Twitter Lashes Out As WWE Trolls Fans With Empty Promise Of Brock Lesnar MITB Cash-In
Last week, Paul Heyman
vowed Brock Lesnar would be cashing in his Money in the Bank briefcase and the announcement was immediately met with skepticism.
In recent years, WWE has inadvertently fostered a brand of empty promises and false advertising, and Lesnar's reign as a Money in the Bank winner was a microcosm of just that.
In each of the past two weeks, WWE built Raw around the possibility of Brock Lesnar cashing in his Money in the Bank briefcase only for Lesnar to back down, or simply no-show, by the time the show went off the air.
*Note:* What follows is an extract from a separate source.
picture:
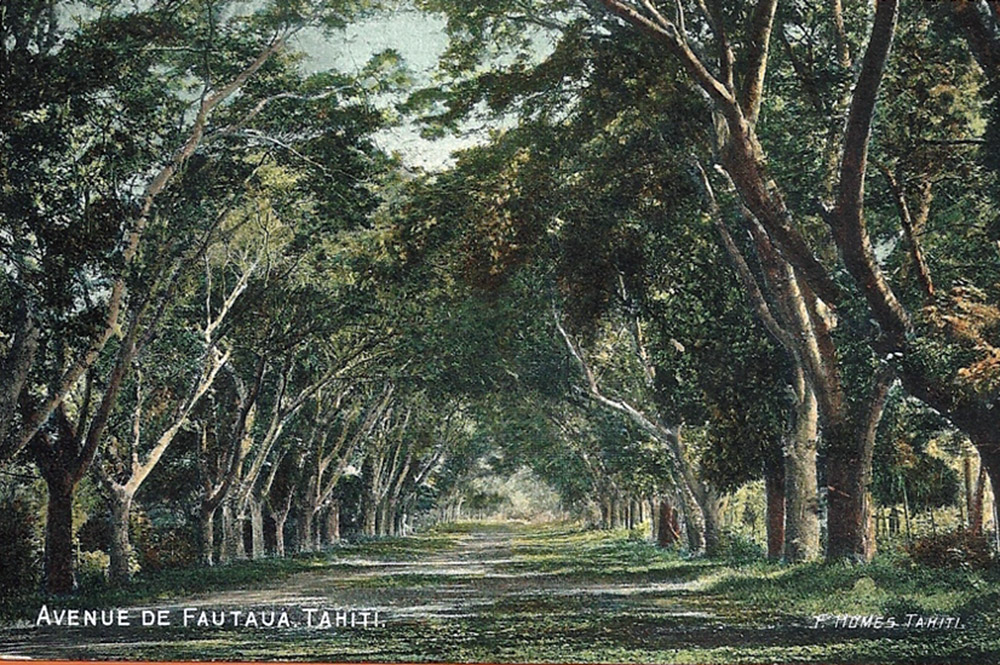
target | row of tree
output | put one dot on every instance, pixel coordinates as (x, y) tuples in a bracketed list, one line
[(665, 278)]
With fans quickly catching on to WWE's latest parlor trick, the promotion seemed to call their bluff as Raw went into overdrive with its show-long hype of Lesnar cashing in. Still, fans remained skeptical as evidenced by a poll from
Wrestling Inc's Twitter feed where 94% of fans did not believe Lesnar would be cashing in.
When all was said and done, cynicism prevailed and Lesnar—who had WWE Universal champion Seth Rollins dead to rights—screamed "Friday!" in reference to the forthcoming Super ShowDown pay-per-view in Saudi Arabia. Another night, another tease (or, in this case, a promise) with no cash in.
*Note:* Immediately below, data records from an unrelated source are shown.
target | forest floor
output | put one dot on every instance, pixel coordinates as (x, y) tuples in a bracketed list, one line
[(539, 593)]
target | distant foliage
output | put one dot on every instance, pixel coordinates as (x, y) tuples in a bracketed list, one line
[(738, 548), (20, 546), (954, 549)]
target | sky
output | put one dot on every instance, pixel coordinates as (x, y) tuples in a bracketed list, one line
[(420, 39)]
Naturally, fans and media took to Twitter to voice their displeasure.
Lesnar's failure to cash in his Money in the Bank briefcase despite WWE promising just that highlights WWE's adversarial relationship with its fanbase. In fact, many of WWE's top stars of this generation, most recently WrestleMania standouts
Kofi Kingston and
Becky Lynch, have ascended in spite of WWE's best-laid plans.
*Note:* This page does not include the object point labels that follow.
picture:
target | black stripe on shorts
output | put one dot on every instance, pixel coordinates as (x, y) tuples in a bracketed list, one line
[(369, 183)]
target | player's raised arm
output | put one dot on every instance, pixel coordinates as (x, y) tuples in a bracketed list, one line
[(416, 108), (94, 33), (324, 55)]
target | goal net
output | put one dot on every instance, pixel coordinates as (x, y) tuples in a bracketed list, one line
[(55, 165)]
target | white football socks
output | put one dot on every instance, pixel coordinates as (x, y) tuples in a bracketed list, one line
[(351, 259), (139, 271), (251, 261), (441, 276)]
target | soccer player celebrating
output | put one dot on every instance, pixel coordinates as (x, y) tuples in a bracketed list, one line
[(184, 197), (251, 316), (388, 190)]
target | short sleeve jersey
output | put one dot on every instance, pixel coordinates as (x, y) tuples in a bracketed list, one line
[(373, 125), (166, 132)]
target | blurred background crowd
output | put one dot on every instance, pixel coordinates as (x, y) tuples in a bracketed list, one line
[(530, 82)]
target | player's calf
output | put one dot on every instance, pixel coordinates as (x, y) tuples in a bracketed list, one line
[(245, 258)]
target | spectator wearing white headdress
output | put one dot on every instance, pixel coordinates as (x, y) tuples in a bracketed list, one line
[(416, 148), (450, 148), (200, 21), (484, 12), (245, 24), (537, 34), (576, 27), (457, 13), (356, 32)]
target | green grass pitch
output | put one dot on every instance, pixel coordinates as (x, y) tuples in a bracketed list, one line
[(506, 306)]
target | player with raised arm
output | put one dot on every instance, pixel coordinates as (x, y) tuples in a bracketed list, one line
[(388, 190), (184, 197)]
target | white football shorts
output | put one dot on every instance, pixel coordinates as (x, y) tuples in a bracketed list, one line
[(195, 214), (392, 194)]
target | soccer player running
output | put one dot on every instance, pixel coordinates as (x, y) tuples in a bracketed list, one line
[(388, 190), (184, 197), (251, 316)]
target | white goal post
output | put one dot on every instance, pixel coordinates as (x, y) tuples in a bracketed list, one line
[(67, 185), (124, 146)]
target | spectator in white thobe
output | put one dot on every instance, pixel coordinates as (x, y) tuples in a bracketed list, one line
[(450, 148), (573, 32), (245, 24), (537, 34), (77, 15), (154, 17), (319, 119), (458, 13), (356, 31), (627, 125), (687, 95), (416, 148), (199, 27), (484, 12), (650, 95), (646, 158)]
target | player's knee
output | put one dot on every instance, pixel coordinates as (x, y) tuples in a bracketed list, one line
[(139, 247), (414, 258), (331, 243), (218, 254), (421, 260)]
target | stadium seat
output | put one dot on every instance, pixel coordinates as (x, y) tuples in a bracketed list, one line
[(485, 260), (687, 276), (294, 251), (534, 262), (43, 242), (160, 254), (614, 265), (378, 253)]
AEW, which is still in the early days of a honeymoon phase with its fanbase, has a stated goal of creating a more fan-friendly environment that stands in stark contrast to WWE.
Pleasing wrestling fans, though an impossible long-term goal, is just another way the upstart promotion can showcase itself as an alternative to the more mainstream WWE when it debuts weekly television in October. And as WWE continues to alienate its own fanbase with head-scratching stunts to boost its anemic viewership, AEW stands to benefit.